Blog Image
March 15, 2024
Trish Arab

Women's History Month Focus on Women's Sports (2 minute read)

Blog Profile Image

Every March, we celebrate the accomplishments of women throughout history. However, over the past few years, women in sports have taken the month to make history for themselves. Last year, the month saw the height of the National Women's Soccer League fighting for pay equity - a feat they would achieve a month later, forever changing the landscape in regards to equal pay for female professional athletes on the soccer pitch and across other sports.

This year, we started off Women's History Month with college basketball superstar Catlin Clark breaking the NCAA's all-time leading scorer record in men's and women's college basketball. The Iowa Hawkeyes Senior started the game needing 18 points to break the record previously held by "Pistol" Pete Maravich, a Louisiana State University star who earned the nickname after scoring 3,667 points from 1967 to 1970. She only needed until the second quarter to get it done.

The Nike ad campaign released right after the game with Ms. Clark's image says it best "It takes a once-in-a-generation player to break a record that's stood for generations." 

This year really is shaping up to be a huge one for women in sport. The new Professional Women's Hockey League kicked off its inaugural season in January. At the upcoming Olympics Games, there will be an equal number of male and female athletes, a first in the history of the Games.

Deloitte forecasts that in 2024, for the first time, women's elite sports will generate a revenue that surpasses $1 billion — a 300% increase on the industry's evaluation in 2021.

It's hard to say why there is this sudden surge in popularity of women's sports. Some say it is thanks to stand outs like Catlin Clark, and tennis phenom Coco Gauff who are attracting new viewers to their sports, while coaches and sports executives say it is because of new investments and sponsorship opportunities.

That said, in 2023, only 22% of all top decision-making positions in the national EU federations of the ten most popular sports were held by women. There was not a single woman among the 100 best-paid athletes in the world.

To mark International Women's Day in 2024, Parliament's women's rights committee, in collaboration with the national parliaments of EU countries, held a meeting on the participation and visibility of women in sports.

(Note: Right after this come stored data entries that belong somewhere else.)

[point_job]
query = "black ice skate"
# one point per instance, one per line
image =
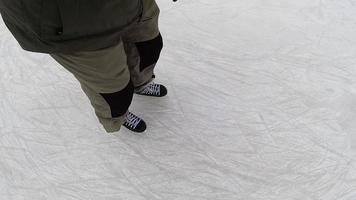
(134, 123)
(152, 89)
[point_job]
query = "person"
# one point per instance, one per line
(110, 47)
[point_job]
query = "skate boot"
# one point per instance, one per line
(134, 123)
(152, 89)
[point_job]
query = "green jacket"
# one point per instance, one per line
(64, 26)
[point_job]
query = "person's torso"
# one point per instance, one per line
(51, 22)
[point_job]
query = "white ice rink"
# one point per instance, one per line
(261, 106)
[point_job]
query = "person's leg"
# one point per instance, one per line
(143, 44)
(105, 79)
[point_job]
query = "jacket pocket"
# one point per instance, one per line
(82, 18)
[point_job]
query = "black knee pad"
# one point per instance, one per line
(149, 51)
(120, 102)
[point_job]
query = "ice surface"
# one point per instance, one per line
(261, 106)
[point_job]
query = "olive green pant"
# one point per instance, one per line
(109, 76)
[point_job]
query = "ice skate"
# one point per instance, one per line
(152, 89)
(134, 123)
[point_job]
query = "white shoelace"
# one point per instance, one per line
(132, 120)
(152, 89)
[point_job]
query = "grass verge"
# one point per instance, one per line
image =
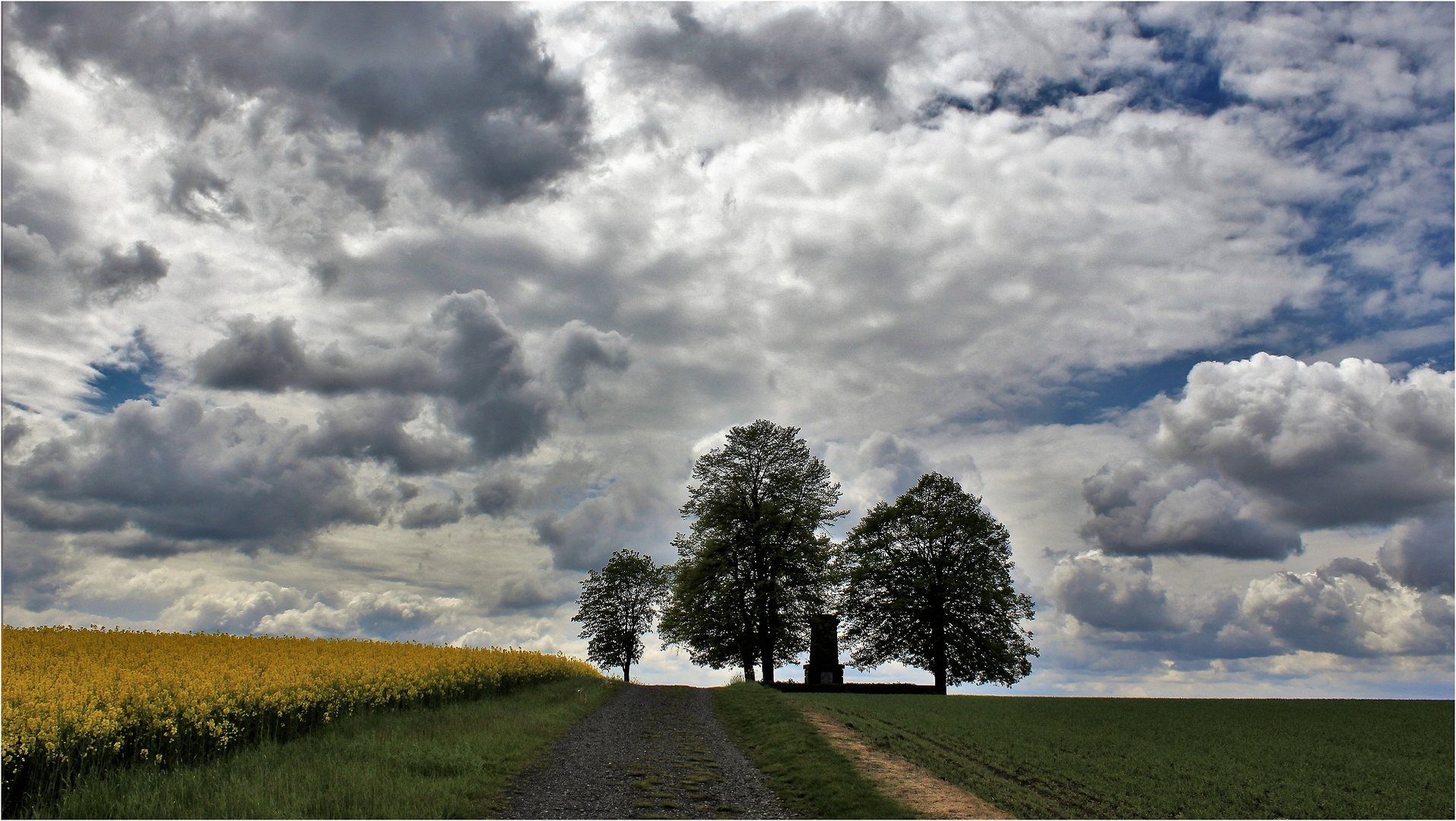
(450, 762)
(810, 776)
(1045, 757)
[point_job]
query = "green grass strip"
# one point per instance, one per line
(1048, 757)
(450, 762)
(810, 776)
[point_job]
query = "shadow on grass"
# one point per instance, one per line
(810, 776)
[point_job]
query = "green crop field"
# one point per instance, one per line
(1047, 757)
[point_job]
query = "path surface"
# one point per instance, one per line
(899, 776)
(650, 753)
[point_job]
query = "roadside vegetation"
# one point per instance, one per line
(81, 702)
(803, 769)
(449, 762)
(1045, 757)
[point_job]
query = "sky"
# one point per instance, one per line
(394, 321)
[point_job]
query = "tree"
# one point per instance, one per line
(929, 585)
(617, 606)
(753, 565)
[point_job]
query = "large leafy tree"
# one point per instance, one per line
(929, 585)
(754, 563)
(617, 606)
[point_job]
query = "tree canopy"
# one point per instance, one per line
(617, 606)
(929, 585)
(754, 564)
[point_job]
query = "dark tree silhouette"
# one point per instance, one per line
(929, 585)
(617, 606)
(753, 565)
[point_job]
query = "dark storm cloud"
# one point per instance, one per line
(179, 471)
(375, 428)
(15, 92)
(1112, 593)
(468, 79)
(803, 51)
(124, 273)
(44, 211)
(1347, 607)
(1423, 553)
(1147, 512)
(577, 345)
(1327, 612)
(1261, 449)
(201, 195)
(434, 514)
(498, 496)
(466, 359)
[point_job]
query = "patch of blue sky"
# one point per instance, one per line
(130, 377)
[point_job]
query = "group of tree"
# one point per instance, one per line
(924, 582)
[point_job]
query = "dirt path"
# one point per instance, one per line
(902, 778)
(650, 753)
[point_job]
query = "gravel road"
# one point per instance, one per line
(650, 753)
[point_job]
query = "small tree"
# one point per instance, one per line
(617, 606)
(929, 585)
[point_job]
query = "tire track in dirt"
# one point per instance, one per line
(649, 753)
(899, 776)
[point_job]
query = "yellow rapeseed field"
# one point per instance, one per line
(82, 699)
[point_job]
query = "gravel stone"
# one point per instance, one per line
(649, 753)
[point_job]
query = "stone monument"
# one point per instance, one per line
(824, 667)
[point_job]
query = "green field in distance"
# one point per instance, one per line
(1061, 757)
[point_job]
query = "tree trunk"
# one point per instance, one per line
(938, 647)
(766, 641)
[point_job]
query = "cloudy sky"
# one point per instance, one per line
(391, 321)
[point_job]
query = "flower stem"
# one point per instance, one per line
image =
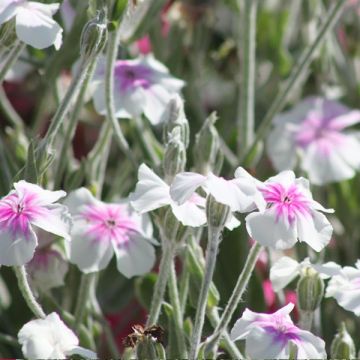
(11, 59)
(235, 296)
(160, 286)
(178, 317)
(27, 293)
(246, 50)
(210, 261)
(296, 75)
(109, 96)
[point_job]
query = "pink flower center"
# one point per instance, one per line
(287, 202)
(130, 76)
(109, 222)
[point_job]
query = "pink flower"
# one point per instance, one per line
(102, 229)
(315, 130)
(291, 214)
(268, 336)
(21, 211)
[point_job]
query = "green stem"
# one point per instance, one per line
(11, 59)
(178, 317)
(246, 50)
(109, 96)
(294, 78)
(27, 293)
(210, 261)
(235, 298)
(160, 286)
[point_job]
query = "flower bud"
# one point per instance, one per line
(174, 117)
(93, 36)
(216, 213)
(310, 290)
(207, 153)
(343, 346)
(175, 156)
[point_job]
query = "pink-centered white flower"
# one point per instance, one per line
(287, 269)
(101, 230)
(33, 22)
(291, 214)
(24, 209)
(141, 86)
(345, 288)
(152, 193)
(316, 132)
(50, 338)
(270, 336)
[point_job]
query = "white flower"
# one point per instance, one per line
(268, 336)
(291, 214)
(315, 129)
(50, 338)
(102, 229)
(34, 23)
(24, 209)
(152, 193)
(142, 85)
(345, 288)
(287, 269)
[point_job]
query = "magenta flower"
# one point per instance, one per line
(315, 130)
(142, 85)
(101, 229)
(291, 214)
(24, 209)
(268, 336)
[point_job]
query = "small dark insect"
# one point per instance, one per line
(154, 331)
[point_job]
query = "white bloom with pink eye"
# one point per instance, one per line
(345, 288)
(24, 209)
(287, 269)
(102, 229)
(291, 214)
(141, 86)
(50, 338)
(151, 193)
(316, 131)
(270, 336)
(33, 22)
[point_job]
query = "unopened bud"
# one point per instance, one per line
(174, 117)
(310, 290)
(343, 346)
(207, 147)
(216, 213)
(174, 157)
(93, 36)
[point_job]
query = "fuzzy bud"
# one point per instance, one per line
(310, 290)
(343, 346)
(94, 36)
(207, 152)
(174, 117)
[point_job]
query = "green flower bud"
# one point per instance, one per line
(175, 156)
(343, 346)
(94, 36)
(216, 213)
(174, 117)
(207, 147)
(310, 290)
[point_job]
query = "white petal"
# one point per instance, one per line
(16, 249)
(135, 258)
(316, 231)
(264, 228)
(283, 272)
(36, 29)
(150, 193)
(184, 185)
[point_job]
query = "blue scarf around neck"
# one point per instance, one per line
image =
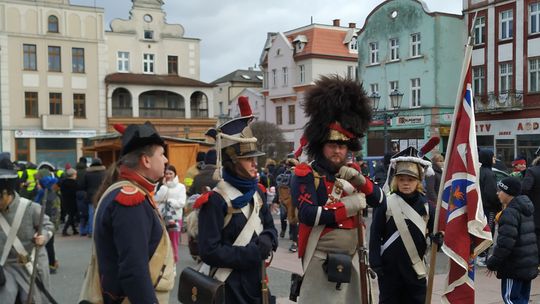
(247, 186)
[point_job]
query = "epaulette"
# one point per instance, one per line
(201, 200)
(302, 170)
(130, 196)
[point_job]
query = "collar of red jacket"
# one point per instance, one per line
(132, 175)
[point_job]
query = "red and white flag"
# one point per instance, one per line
(462, 216)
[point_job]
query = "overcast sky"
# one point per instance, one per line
(233, 32)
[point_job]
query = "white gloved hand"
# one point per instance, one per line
(352, 175)
(354, 203)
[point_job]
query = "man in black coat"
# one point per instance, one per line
(515, 256)
(530, 186)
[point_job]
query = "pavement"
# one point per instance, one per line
(73, 254)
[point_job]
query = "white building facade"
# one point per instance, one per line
(51, 73)
(293, 60)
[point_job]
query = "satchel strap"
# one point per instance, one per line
(12, 231)
(397, 209)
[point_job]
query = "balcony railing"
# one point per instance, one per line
(504, 101)
(161, 113)
(122, 112)
(56, 122)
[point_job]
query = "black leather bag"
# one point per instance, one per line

This committee looked for the most part at the Paris Olympics, but a greater discussion was had on how to elevate the visibility of women in sports even higher.   

If we look at some of the records that have already been broken around women in sports, however, one would say we are already there. 

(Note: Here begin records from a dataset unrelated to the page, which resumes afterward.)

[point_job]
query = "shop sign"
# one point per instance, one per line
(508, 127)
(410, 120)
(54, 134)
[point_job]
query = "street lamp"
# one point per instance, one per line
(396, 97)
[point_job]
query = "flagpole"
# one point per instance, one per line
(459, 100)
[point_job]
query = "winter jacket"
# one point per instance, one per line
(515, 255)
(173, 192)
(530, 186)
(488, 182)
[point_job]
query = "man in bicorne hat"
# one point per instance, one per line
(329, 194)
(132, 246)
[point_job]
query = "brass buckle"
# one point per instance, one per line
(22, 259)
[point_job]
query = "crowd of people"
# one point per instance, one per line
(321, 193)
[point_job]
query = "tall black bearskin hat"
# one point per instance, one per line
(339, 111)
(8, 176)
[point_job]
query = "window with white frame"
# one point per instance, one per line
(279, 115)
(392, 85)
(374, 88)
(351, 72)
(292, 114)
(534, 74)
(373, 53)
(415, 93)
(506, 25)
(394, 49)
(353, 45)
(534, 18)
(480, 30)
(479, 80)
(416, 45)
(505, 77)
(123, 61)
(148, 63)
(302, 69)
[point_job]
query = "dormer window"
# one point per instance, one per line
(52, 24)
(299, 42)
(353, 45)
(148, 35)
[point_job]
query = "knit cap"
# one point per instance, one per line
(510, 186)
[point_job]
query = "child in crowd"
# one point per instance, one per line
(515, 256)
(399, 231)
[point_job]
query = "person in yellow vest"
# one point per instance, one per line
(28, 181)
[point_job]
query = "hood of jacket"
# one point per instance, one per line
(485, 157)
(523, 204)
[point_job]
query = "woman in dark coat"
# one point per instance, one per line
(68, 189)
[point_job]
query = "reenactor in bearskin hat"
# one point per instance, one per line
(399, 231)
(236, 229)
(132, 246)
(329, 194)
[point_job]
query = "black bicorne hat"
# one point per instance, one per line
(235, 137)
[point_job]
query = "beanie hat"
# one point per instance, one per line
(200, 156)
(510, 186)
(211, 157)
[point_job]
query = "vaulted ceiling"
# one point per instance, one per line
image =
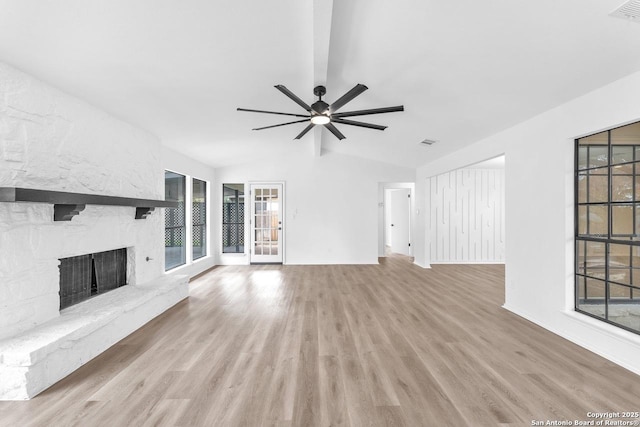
(463, 69)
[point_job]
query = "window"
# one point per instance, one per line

Last year, a Nebraska women's volleyball game broke the record for attendance in North America with 92,000 people.

In the UK, women's football is on the rise, and it is already starting to give the men's game a run for its money when it comes to fans and endorsements, something that isn't new in the UK. In fact, in the early 20th century, women's football was more popular than men's games, and each game would bring in thousands of dollars for charity. The Football Association did not like this attention, which also gave attention to social issues, labour issues, union support and cut access and funding to the women's game in the early 1930s. It is only now, close to 100 years later, that the women have started to gain back the support they lost.

It's hard to predict just how popular women's sports can become, but I'd say we are well on the right track for parity in popularity and then some.